This study looks at some of the available data on segregated education and the way it is funded in the North West of England.  Every year, each LEA. is required to publish a Budget Statement, also known as a "Section 42" Statement.  This details the Authority's spending on Primary, Secondary and Special Schools including the budget share and pupil numbers for each school.

All 17 Authorities were approached and 14 returned Budget Statements for the current school year.  It is hoped that data from the remaining three LEA's can be included in the final report, to be published at the end of January.

What can time travellers learn about segregation from this information?


1.    Authorities don't agree on how many children need segregated education

How likely your child is to be segregated depends on where you live.  For instance, in one area of Greater Manchester a child living in one Authority at one end of a street is three times more likely to be sent to a segregated school as a child living at the other end of the street.


2.    The size of the Authority has no bearing on the percentage of children it segregates.

Manchester, despite having a much smaller population of 71,000 segregates at twice the rate of Lancashire with a population of 210,000.  On the other hand Bury with 28,000 school children segregates 280 whereas Knowsley also with 28,000 segregates 630.


3.    There is no clear relationship across the Authorities between segregation and "special need".

Comparing the percentage of children segregated to the percentage with "Statements of Special Need" across the Authorities does not reveal any clear relationship.  For instance, Salford segregates about 1.5% of children and statements 2.2%.  St Helen which also segregates 1.5% children statements 5% of children.  Alternatively, Wigan segregates 2.2% and Lancashire segregates 1.4% although both Authorities statement about 4% of children.

*Information on Statements provided by Dept.
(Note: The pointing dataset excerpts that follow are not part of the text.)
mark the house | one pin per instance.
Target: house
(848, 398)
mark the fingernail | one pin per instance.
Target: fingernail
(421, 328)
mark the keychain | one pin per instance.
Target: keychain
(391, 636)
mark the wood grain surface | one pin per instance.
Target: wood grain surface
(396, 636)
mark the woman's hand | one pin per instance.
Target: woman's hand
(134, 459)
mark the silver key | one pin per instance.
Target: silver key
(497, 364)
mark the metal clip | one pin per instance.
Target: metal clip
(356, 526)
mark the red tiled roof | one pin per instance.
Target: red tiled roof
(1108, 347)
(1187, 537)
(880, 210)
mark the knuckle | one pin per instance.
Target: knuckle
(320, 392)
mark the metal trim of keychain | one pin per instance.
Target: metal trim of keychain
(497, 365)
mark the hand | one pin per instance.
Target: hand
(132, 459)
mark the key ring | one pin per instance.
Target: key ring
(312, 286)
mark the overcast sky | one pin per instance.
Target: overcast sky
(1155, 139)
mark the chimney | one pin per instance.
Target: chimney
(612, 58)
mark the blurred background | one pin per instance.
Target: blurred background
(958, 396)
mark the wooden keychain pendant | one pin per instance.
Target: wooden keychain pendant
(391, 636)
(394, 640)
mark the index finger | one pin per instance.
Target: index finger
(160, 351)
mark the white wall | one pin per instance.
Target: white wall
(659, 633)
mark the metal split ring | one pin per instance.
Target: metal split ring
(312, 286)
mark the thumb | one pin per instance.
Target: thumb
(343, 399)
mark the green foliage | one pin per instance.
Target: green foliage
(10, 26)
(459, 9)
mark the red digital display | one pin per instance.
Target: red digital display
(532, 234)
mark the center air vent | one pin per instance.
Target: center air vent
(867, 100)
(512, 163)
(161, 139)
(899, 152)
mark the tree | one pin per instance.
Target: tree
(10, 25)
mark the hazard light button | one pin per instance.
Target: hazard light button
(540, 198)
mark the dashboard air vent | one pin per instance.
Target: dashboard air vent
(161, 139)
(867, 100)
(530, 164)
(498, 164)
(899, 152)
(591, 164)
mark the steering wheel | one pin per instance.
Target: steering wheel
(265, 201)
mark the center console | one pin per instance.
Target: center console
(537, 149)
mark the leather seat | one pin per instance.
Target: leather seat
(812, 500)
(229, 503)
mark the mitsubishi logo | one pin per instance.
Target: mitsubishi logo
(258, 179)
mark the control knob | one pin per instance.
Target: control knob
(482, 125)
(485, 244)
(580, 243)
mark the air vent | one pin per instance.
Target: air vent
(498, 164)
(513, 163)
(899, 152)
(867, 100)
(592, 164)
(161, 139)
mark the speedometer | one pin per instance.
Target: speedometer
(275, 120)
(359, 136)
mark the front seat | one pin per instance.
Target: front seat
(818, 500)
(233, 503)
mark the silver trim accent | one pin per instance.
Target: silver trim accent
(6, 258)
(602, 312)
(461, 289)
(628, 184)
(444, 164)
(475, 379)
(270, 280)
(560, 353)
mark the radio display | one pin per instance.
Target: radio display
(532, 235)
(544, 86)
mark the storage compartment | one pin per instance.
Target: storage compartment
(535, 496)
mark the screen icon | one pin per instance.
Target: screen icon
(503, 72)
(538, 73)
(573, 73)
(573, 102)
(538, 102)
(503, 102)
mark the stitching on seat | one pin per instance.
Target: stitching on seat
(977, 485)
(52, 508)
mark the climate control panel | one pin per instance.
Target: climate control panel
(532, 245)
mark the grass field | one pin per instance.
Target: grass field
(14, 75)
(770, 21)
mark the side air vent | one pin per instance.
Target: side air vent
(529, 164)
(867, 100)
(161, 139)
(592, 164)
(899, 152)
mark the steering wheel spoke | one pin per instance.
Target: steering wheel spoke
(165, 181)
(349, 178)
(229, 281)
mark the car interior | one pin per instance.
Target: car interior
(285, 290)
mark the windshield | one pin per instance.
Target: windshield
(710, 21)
Education S.E.N.2 Returns (1996)


4.    Variations in the rate of segregation between Authorities could only be related to the number of special 
  school provided.

The only factor clearly related to rate of segregation across the Authorities is the number of special schools provided, relative to the total school population.


5.    Segregated education is a relatively expensive option.

An Authority’s total allocation of money to a pupil in segregated education is five to seven times the average costs for all pupils.  Assuming this money could be transferred with a child into the mainstream how much support would this buy.


6.    Segregated school systems are significantly more expensive to administer and service than mainstream   school systems.

Mainstream schools across all the Authorities surveyed receive an average 75%* of the total spending on mainstream education.  Segregated schools across all the Authorities surveyed receive only 63%* of the total allocation for segregated education.

*ASB as percent of GSB


7.    The costs of segregated education not only increase but accelerate with increasing segregation.

There was a trend of accelerating costs across the Authorities related to increasing rates of segregation.

Perhaps the time travellers would decide that a child's "need" for segregated education is determined more by an Authority's need to justify the existence of its segregated schools than any other factor.  They may well conclude that the segregated system needs their child more than she needs it.

They could of course decide to keep their child out of school for the two years of their stay or they could return immediately to their own, more enlightened times.

Sadly, time travel is not an option for the rest of us but political and social change can be.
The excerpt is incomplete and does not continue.